After this, the pages were missing.

I tried to look up in this magnificent tool of Google, but usually the robotic horse search resulted in some weird cartoon or cybernetic experiment. The cowboy - or post-apocalyptic cowboy - also yielded results from some games such as fallout and rage  The scoripenas lead me to some random fantasy monster manuals  and stuff. Et cetera.

Then I went back to the Library. It appears that they keep records only for 8 years, so I couldn't find the books I took. I remembered how the book looked like (I have good visual memory) and I began swooping the library for the short story book, but didn't yeild results. I asked the librarian to inform me for any tattered short story book that is returned. This led to four false calls.

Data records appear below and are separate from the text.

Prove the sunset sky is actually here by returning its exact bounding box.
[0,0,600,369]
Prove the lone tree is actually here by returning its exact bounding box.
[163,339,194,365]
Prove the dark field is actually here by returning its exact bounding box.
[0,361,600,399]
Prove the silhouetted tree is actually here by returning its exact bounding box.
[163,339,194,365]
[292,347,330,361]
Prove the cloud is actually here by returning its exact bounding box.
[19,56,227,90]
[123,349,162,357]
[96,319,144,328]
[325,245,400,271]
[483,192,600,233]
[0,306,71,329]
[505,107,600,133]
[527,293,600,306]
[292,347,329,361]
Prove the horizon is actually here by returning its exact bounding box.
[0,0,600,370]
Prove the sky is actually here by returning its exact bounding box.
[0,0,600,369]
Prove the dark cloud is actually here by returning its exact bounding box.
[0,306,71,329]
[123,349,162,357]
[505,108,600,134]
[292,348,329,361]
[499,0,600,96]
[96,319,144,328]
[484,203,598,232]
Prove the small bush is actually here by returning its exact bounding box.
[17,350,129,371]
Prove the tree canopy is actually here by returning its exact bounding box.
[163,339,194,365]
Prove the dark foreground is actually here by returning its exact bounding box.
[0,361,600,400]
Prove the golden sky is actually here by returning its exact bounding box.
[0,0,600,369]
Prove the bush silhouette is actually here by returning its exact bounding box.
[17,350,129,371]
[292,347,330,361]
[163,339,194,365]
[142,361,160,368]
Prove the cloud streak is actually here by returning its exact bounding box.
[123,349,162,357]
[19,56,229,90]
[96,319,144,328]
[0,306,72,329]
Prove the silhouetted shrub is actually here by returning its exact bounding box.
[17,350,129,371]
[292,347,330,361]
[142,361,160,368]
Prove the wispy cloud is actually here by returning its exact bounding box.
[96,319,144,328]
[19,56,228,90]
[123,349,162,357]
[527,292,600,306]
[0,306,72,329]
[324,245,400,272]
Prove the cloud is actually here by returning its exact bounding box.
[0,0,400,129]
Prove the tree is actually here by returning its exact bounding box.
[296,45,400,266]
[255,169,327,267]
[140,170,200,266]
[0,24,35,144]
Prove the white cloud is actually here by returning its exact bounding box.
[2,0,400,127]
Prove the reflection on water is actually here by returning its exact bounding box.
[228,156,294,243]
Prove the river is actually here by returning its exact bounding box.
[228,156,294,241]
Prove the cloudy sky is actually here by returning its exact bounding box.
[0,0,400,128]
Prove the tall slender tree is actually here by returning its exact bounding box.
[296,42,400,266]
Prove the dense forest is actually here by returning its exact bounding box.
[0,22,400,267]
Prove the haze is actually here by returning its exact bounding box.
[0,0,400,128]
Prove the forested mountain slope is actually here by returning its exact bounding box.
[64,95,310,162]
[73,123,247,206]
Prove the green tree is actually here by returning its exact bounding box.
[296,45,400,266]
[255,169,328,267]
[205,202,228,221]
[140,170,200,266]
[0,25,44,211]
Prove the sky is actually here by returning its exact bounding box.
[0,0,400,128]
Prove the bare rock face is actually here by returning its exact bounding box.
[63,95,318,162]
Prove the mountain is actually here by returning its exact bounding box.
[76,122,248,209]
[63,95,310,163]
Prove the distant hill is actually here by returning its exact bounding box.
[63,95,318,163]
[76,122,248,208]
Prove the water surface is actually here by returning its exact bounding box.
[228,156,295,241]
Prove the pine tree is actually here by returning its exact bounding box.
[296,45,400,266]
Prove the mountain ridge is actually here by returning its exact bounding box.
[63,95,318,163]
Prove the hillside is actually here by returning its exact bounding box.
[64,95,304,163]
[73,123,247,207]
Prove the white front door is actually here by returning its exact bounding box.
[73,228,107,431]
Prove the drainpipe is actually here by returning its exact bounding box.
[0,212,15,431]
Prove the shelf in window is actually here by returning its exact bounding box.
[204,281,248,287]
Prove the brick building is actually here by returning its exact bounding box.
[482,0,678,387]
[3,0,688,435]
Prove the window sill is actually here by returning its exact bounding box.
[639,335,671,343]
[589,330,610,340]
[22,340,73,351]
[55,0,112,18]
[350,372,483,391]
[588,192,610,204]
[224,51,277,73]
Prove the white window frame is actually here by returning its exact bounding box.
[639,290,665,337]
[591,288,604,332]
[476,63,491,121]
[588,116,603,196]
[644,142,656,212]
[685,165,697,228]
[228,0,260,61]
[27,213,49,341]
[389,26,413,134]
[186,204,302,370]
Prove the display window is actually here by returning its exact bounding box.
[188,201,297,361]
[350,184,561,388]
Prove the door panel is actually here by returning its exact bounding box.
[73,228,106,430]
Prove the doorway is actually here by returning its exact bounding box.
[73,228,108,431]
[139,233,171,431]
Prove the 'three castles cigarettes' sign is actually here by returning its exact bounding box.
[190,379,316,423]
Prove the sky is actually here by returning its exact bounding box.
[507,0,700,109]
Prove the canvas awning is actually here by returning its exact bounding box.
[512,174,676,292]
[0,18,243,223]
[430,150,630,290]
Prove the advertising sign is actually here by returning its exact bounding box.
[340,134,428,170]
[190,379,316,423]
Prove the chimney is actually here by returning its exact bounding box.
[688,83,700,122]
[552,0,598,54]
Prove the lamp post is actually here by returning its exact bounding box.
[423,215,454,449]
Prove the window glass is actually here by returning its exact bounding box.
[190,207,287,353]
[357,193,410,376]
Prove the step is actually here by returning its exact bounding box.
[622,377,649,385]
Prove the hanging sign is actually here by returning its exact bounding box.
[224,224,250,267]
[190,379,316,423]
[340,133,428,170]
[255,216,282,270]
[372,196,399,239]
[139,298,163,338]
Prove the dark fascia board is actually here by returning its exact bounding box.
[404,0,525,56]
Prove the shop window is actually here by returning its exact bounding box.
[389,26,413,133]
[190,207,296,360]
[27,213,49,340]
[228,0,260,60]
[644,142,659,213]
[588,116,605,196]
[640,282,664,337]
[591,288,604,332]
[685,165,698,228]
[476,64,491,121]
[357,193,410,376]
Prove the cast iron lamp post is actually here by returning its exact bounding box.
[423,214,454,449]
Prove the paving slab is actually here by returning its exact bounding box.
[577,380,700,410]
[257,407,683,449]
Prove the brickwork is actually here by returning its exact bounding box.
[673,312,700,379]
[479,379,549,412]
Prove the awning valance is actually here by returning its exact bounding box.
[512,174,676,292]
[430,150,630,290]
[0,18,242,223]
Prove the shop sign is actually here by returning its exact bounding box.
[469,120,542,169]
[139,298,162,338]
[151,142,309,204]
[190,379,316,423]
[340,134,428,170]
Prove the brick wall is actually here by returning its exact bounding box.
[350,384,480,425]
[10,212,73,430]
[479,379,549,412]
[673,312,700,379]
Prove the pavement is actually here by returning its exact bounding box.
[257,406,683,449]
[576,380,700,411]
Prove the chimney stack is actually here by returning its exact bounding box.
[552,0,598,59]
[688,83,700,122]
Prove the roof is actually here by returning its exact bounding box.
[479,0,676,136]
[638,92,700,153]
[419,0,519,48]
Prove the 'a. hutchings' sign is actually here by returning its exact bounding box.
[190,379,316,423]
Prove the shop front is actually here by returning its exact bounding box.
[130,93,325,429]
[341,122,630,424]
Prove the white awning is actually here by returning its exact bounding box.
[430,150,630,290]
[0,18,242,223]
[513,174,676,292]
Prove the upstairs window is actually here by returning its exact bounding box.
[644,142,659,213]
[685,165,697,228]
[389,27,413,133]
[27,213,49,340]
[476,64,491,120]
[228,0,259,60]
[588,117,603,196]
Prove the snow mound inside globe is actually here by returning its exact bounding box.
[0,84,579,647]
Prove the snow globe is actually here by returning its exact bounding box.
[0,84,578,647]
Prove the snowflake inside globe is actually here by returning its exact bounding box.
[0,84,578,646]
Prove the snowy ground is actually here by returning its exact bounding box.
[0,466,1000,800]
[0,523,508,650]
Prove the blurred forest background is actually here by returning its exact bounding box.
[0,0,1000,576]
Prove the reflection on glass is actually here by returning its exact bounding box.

Now you are my hope. Please, delve in your memories, ask friends and help me find this short story.


----------



## Neurosis (Dec 16, 2011)

Never read it, but it very much sounds like something by Jack Vance.


----------



## quenchy (Dec 17, 2011)

Probably it's Vance-inspired, but I've scooped through as much of his works and I'm sure it's not his.


----------



## quenchy (Dec 20, 2011)

I've found it! I've got a PM from another forum. The story is written by a Bulgarian author - Krasnomir Karchunov - and it's truly worth the troubles! I'll try to find it in English so that I can share.


----------